• 28 janeiro, 2026

Mercado financeiro reduz projeção de inflação para 4% em 2026, aponta Boletim Focus

Pela terceira semana consecutiva, o mercado financeiro reduziu a estimativa de inflação para 2026. Segundo o Boletim Focus, divulgado nesta segunda-feira (26) pelo Banco Central do Brasil, o IPCA deve encerrar o próximo ano em 4%. Assim, as expectativas seguem em trajetória de leve desaceleração.

Projeções para o IPCA seguem em queda

Na semana anterior, a projeção era de 4,02%. Antes disso, quatro semanas atrás, o índice estava em 4,05%. Portanto, a revisão atual reforça a tendência de acomodação. Para os anos seguintes, as estimativas permanecem estáveis há 12 semanas: 3,8% em 2027 e 3,5% em 2028.

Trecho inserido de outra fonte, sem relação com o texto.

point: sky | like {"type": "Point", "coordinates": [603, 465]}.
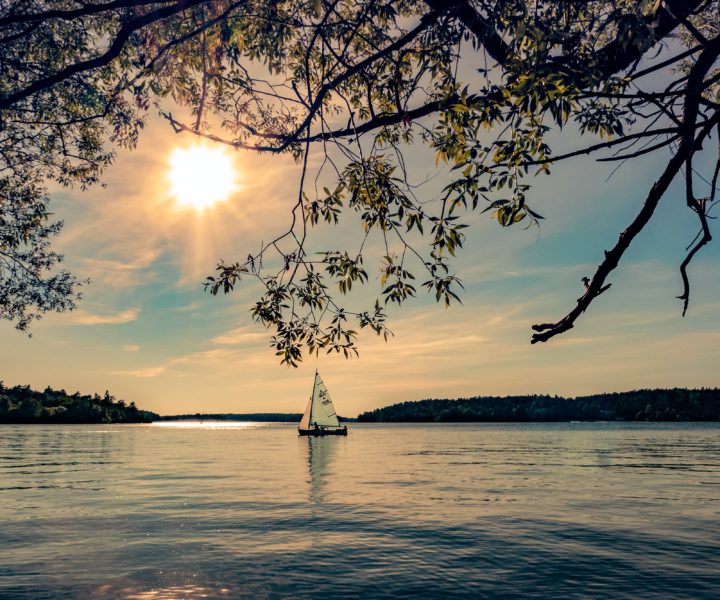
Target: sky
{"type": "Point", "coordinates": [147, 332]}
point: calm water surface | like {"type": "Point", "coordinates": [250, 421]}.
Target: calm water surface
{"type": "Point", "coordinates": [214, 510]}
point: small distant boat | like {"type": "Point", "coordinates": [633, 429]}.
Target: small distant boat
{"type": "Point", "coordinates": [320, 417]}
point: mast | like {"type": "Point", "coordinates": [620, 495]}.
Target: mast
{"type": "Point", "coordinates": [312, 400]}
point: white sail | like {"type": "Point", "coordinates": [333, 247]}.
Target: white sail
{"type": "Point", "coordinates": [305, 421]}
{"type": "Point", "coordinates": [322, 410]}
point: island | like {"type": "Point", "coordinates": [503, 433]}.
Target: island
{"type": "Point", "coordinates": [20, 404]}
{"type": "Point", "coordinates": [678, 404]}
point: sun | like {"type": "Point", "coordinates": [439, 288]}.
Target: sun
{"type": "Point", "coordinates": [201, 176]}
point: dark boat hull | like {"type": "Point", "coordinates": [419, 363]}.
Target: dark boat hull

Inflação permanece dentro da meta

A meta de inflação é definida pelo Conselho Monetário Nacional (CMN) em 3%, com tolerância de 1,5 ponto percentual para cima ou para baixo. Ou seja, o limite varia entre 1,5% e 4,5%. Dessa forma, todas as projeções atuais do Focus permanecem dentro da meta oficial. Inclusive, o IPCA de 2025, que fechou em 4,26%, também ficou dentro do intervalo, conforme dados do IBGE.

Juros seguem estáveis nas projeções

Os demais indicadores econômicos mostram estabilidade. No caso da taxa Selic, o mercado mantém a previsão de 12,25% ao final de 2026, patamar repetido há cinco semanas. Atualmente, a Selic está em 15%, o maior nível desde julho de 2006. Para 2027, a expectativa é de queda para 10,50%. Já em 2028, a projeção aponta 10%.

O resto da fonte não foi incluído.